Gedanken zum Abschied
Ich habe meinen besten Freunde, fast schon Bruder, verloren.
Obwohl, „verloren“ stimmt auch nicht so wirklich, denn ich weiß das wir uns irgendwann in einer anderen, besseren Welt wiedersehen werden.
Er ist auch nicht plötzlich und unerwartet gestorben, sondern alle (er auch) wussten es und konnten sich darauf vorbereiten. Und trotzdem tut es arg weh. Das ist eine Mischung aus Trauer, Wut, Hoffnungslosigkeit und einfach Angst.
Wir sind „Onko-Kids“ (Kinder von der Onkologischen Station, auf deutsch: Kinder die Krebs hatten/haben) und haben uns bei einer Reha kennen gelernt.

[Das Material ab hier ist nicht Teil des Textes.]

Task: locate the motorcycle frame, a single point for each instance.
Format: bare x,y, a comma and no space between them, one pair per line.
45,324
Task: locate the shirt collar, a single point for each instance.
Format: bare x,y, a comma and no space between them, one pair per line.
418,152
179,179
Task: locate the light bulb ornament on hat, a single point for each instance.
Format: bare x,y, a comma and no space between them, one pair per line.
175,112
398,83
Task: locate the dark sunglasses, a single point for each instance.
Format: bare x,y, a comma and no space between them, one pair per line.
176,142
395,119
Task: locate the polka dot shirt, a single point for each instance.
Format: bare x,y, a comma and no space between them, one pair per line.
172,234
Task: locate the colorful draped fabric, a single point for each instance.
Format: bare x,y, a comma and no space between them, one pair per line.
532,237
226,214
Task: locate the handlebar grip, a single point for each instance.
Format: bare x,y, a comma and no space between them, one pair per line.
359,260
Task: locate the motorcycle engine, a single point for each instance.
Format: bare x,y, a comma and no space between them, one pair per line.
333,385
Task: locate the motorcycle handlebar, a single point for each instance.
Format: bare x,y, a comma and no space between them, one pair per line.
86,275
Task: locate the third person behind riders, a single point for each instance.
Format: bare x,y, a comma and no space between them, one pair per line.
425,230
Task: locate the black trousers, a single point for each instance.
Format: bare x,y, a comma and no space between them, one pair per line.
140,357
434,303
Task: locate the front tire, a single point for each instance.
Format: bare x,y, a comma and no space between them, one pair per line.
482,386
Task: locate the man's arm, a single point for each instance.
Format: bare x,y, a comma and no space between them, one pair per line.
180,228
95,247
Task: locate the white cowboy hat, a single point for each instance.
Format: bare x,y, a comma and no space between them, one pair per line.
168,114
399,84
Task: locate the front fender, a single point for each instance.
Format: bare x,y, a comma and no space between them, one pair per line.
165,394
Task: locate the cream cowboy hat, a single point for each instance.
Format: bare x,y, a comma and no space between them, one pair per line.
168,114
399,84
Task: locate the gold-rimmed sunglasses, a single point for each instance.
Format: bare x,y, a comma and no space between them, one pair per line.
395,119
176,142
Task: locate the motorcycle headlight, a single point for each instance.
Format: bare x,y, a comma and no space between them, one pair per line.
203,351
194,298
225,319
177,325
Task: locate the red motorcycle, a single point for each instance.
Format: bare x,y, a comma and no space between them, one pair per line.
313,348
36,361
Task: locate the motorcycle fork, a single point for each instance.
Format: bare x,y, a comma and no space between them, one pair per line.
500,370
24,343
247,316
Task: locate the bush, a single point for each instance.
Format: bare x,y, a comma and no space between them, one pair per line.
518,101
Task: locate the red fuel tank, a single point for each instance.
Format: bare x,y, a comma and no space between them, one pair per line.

Wir waren beide 10 Jahre alt. Fabi hatte ein Osteosarkom (Knochenkrebs), man musste ihm den linken Unterschenkel amputieren und ich hatte den ersten Ausbruch meiner ALL (Leukämie) + Chemo usw. hinter mir. Wir haben uns von Anfang an super verstanden und daraus ist halt eine 100%ig echte Freundschaft geworden. Man kann schon sagen, wir sind Brüder geworden.
Noch viel fester ist diese Freundschaft ca. 2 Jahre später geworden.
Plötzlich war meine Leukämie wieder da und noch viel heftiger als beim ersten Ausbruch. Dementsprechend war auch die Behandlung inkl. Chemo. Ich durfte die gesamte Palette der möglichen Nebenwirkungen durchleben. Zuletzt konnte ich nicht mehr sprechen, jeder Atemzug, jedes Schlucken tat so scheiße weh, ich habe Blut gespuckt usw., denn die Schleimhäute in meinem Mund, Speiseröhre usw. hatten sich entzündet und abgelöst.
Kurz gesagt, ich war am Ende wollte nicht mehr kämpfen. Klar, man hat liebe Eltern, liebe Verwandte, ne Menge Freunde und alle machen einem Mut, aber ab einem gewissem Moment hört man das nicht mehr. Und da hat mir Fabi etwas von seinem Lebensmut abgegeben.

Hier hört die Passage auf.